AI can help analyze complex systems and predict interference behavior, predict EMI problems, and reduce prototyping time and costs. AI can also be used for real-time monitoring and improved adaptive filtering.
In fact, Ulsan National Institute of Science and Technology has studied deep learning-based algorithms to remove electromagnetic interference noise in photoacoustic endoscope image processing and confirmed the possibility of application in the medical field, and the iSIS Institute for Smart and Security Systems at the University of Applied Sciences and Arts Western Switzerland has studied EMI automatic filtering using neural networks and applied this to a smart inductive proximity sensor, successfully reducing noise by 70% with a 2KB memory-level recurrent neural network (RNN).
In addition, the Department of Electrical and Electronic Engineering at the University of Hong Kong conducted and announced research on eliminating EMI in MRI environments with no or incomplete RF shielding through EMI removal using active sensing and deep learning prediction.
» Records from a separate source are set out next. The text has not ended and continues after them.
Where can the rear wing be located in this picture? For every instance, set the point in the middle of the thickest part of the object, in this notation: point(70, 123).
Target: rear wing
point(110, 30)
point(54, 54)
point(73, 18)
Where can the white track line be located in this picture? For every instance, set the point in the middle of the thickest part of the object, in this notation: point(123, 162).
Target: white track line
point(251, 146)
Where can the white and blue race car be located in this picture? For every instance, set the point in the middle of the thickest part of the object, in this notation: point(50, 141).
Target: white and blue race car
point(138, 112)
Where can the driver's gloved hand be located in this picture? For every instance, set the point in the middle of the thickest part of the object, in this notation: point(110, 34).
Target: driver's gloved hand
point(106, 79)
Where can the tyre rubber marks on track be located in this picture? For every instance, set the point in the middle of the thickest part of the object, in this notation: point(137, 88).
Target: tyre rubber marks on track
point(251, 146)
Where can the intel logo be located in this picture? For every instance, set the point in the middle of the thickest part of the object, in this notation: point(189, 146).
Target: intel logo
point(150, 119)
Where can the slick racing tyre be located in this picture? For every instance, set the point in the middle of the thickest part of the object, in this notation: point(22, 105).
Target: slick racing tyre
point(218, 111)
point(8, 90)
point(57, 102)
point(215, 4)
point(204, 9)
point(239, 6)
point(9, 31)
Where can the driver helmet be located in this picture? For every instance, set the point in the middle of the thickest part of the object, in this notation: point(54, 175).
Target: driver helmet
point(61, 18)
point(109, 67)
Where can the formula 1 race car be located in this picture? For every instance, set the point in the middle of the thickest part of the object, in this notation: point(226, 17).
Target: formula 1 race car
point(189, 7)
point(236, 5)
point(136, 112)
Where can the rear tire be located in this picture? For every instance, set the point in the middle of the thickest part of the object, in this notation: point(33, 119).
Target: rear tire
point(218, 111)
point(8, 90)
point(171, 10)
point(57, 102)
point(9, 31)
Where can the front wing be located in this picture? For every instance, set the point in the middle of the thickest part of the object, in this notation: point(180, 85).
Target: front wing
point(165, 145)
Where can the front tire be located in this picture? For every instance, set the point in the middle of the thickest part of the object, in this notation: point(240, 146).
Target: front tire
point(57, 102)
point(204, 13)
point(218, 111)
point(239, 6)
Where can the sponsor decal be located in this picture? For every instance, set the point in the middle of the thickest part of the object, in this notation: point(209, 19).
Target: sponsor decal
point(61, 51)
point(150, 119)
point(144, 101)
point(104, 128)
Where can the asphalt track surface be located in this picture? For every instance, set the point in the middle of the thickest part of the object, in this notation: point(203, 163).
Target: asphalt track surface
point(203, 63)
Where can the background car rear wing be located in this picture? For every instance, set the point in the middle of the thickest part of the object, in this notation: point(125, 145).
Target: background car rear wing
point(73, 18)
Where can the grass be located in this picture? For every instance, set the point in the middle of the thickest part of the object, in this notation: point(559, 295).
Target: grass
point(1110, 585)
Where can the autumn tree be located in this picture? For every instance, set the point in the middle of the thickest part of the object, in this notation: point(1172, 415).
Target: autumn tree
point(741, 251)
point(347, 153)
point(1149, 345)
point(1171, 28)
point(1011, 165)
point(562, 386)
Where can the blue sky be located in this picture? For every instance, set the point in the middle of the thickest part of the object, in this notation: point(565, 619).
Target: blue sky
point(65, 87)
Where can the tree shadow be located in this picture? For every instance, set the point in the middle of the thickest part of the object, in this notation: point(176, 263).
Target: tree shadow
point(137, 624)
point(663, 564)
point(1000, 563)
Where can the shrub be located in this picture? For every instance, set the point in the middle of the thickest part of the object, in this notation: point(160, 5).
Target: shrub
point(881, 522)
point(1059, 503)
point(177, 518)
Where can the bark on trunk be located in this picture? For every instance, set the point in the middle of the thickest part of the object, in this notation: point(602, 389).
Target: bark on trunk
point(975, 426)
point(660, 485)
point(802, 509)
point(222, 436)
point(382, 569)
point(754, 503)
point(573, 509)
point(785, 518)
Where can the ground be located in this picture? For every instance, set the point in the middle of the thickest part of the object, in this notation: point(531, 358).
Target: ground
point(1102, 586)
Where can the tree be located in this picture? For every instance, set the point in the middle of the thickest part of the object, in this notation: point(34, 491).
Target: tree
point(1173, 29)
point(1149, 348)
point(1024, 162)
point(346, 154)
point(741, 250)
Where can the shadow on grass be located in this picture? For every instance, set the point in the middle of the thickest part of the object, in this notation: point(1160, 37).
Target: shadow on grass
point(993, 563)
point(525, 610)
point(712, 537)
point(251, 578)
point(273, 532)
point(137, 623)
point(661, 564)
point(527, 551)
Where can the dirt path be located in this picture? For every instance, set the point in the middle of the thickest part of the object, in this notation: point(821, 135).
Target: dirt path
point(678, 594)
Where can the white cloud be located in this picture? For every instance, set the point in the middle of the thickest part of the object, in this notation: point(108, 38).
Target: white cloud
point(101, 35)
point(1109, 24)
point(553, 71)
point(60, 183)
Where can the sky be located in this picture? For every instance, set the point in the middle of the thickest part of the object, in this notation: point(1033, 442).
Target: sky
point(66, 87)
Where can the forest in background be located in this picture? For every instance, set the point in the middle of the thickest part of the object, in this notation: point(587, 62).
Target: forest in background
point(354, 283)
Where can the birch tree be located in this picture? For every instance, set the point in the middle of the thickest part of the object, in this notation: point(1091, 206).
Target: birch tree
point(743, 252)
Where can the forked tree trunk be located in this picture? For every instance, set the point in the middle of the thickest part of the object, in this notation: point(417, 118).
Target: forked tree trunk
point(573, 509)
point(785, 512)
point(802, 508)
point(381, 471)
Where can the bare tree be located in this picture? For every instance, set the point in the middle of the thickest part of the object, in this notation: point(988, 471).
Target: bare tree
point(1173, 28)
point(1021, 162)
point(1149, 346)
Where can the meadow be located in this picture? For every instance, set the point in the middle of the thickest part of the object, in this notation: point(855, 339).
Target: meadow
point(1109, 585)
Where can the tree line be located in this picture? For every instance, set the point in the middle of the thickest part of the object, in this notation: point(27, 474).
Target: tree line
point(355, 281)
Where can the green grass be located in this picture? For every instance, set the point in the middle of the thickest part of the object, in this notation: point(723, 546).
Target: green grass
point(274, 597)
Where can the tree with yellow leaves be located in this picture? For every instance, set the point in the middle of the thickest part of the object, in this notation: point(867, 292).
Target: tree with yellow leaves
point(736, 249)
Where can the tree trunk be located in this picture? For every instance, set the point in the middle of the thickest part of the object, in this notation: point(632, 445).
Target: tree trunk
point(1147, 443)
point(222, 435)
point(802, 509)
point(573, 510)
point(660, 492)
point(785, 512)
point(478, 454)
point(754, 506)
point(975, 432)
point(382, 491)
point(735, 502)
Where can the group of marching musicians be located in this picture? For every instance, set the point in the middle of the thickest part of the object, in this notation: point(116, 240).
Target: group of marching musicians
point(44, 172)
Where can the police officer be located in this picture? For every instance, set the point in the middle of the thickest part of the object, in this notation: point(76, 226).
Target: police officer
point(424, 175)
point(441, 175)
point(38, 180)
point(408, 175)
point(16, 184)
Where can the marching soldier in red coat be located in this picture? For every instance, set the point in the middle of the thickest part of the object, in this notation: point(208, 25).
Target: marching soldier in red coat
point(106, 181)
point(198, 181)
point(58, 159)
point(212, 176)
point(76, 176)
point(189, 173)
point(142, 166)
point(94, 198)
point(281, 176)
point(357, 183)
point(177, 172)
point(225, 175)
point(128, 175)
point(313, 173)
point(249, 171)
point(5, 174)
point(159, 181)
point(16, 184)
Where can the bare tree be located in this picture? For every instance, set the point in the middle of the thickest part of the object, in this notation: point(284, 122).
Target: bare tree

The Department of Electrical Engineering at Zhejiang University in China also conducted research on modeling and optimization of EMI filters using artificial neural networks.
“Machine learning algorithms are expected to enable improved performance in variable electromagnetic noise environments, with signal analysis and dynamic adjustment of filter parameters,” the Markets and Markets report said. “Furthermore, AI-enhanced diagnostics enable more accurate error detection in EMC filters, contributing to equipment life and stability,” it added.
In a previous EMI/EMC Expert Talk interview, Dr. Lee Jun-sang said, “AI-based simulation tools will be able to agilely ensure EMI/EMC compliance and reliability by monitoring real-time EMI/EMC performance and providing component optimization strategies when components are changed in the BOM.” He added, “AI will streamline the EMI/EMC compliance process, accelerate the design cycle, and drive innovation in the electronics manufacturing industry.”
Following the DeepSearch issue, cheap and efficient reinforcement learning-based AI modeling is rapidly emerging as a new trend, and as AI technology innovation continues to lead the industry and academia, it is anticipated that the future trend will have a ripple effect on the EMI/EMC field.